Le marché de l'emploi reste en crise

Dans une économie encore sous tension, certains indicateurs cessent enfin de plonger. Mais derrière les chiffres, la réalité sociale reste brutale.
La Nouvelle-Calédonie sort lentement du choc de 2024, sans pour autant retrouver son souffle d’avant-crise.
Un marché de l’intérim durablement affaibli depuis 2024
Le constat est sans appel : l’intérim continue de reculer en 2025, pour la deuxième année consécutive, confirmant l’ampleur du choc économique provoqué par les exactions de mai 2024. Selon les données de l’ISEE, le nombre d’intérimaires chute encore de 21,5 %, après une baisse déjà massive de 30,5 % en 2024.
En deux ans, ce sont plus de 1 500 travailleurs qui ont disparu des effectifs de l’intérim, soit un effondrement de plus de la moitié des emplois concernés. Le nombre d’entreprises utilisatrices suit la même trajectoire, avec une baisse de 28,2 %en 2025, pour atteindre seulement 288 entreprises.
Le recul est d’autant plus frappant qu’il touche tous les secteurs sans exception : industrie, construction, commerce et services sont concernés. Le BTP, historiquement principal employeur d’intérimaires, enregistre même la chute la plus spectaculaire, avec des effectifs divisés par trois en deux ans.
Le poids de l’intérim dans l’économie calédonienne s’effondre également. Il ne représente plus que 2,5 % de l’emploi salarié en 2025, contre 4,2 % en 2023. Un indicateur révélateur d’un marché du travail figé, où les entreprises hésitent à recruter, même pour des besoins temporaires.
Dans ce contexte, difficile de parler d’une véritable reprise. La réalité reste celle d’un marché profondément fragilisé, encore très éloigné de son niveau d’avant-crise.
Des signes de stabilisation plus que de véritable reprise
Pour autant, certains indicateurs évoluent dans une direction plus favorable. Le volume d’heures travaillées progresse de 30,9 % en 2025, permettant à l’emploi intérimaire d’atteindre 229 équivalents temps plein (ETP). Le nombre de missions, lui, se stabilise autour de 7 900, après l’effondrement observé en 2024.

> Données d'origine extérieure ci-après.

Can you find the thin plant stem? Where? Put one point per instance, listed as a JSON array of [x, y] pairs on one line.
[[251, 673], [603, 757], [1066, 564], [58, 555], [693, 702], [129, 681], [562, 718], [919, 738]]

À première vue, ces chiffres pourraient laisser penser que la reprise est engagée. En réalité, ils traduisent surtout une adaptation des entreprises.
Face aux incertitudes économiques, les employeurs concentrent davantage le travail sur un nombre réduit d’intérimaires. Ils font appel aux mêmes salariés plus fréquemment et pour des missions plus longues, plutôt que d’élargir leurs recrutements.
Le nombre moyen de missions par intérimaire augmente ainsi sensiblement, tandis que la part de ceux qui travaillent tout au long de l’année progresse. L’activité repart progressivement, mais cette amélioration ne s’accompagne pas encore d’une création significative d’emplois.
L’année 2025 montre néanmoins une évolution encourageante au fil des trimestres. Entre le début et la fin de l’année, le nombre d’intérimaires, les missions, les entreprises clientes et le volume d’heures travaillées repartent simultanément à la hausse.
Ces signaux restent toutefois fragiles et demeurent étroitement liés à une conjoncture économique encore marquée par les conséquences durables des violences de 2024.
Une précarité qui touche avant tout les jeunes
Au-delà des statistiques, le profil des intérimaires reflète les fragilités persistantes du marché du travail calédonien.
En 2025, 43 % des intérimaires ont moins de 30 ans, soit près du double de la moyenne observée dans l’ensemble du secteur privé. L’intérim demeure donc une porte d’entrée vers l’emploi pour les plus jeunes, mais aussi une forme de précarité qui les touche particulièrement.
Le secteur reste également très masculin : trois intérimaires sur quatre sont des hommes, conséquence du poids de l’industrie, de la logistique et du BTP.
Les missions concernent principalement la manutention, qui représente à elle seule plus d’un tiers des emplois proposés, devant le transport, le bâtiment et les activités logistiques. Les femmes sont, quant à elles, davantage présentes dans le commerce et les services, illustrant une segmentation toujours marquée du marché du travail.
Autre enseignement : la mobilité professionnelle demeure très limitée. La plupart des intérimaires travaillent pour une seule agence, dans une seule entreprise et souvent dans une seule commune.
Cette faible mobilité reflète les caractéristiques d’un marché de l’emploi restreint, peu diversifié et fortement ancré localement.
Au final, l’évolution de l’intérim constitue un indicateur précieux de l’état de l’économie calédonienne. Les données de 2025 montrent que la chute semble ralentir et que quelques signes d’amélioration apparaissent. Mais ces évolutions demeurent insuffisantes pour compenser l’ampleur des pertes enregistrées depuis 2024.
La reprise existe, mais elle reste progressive, fragile et encore loin de permettre un véritable retour à la normale.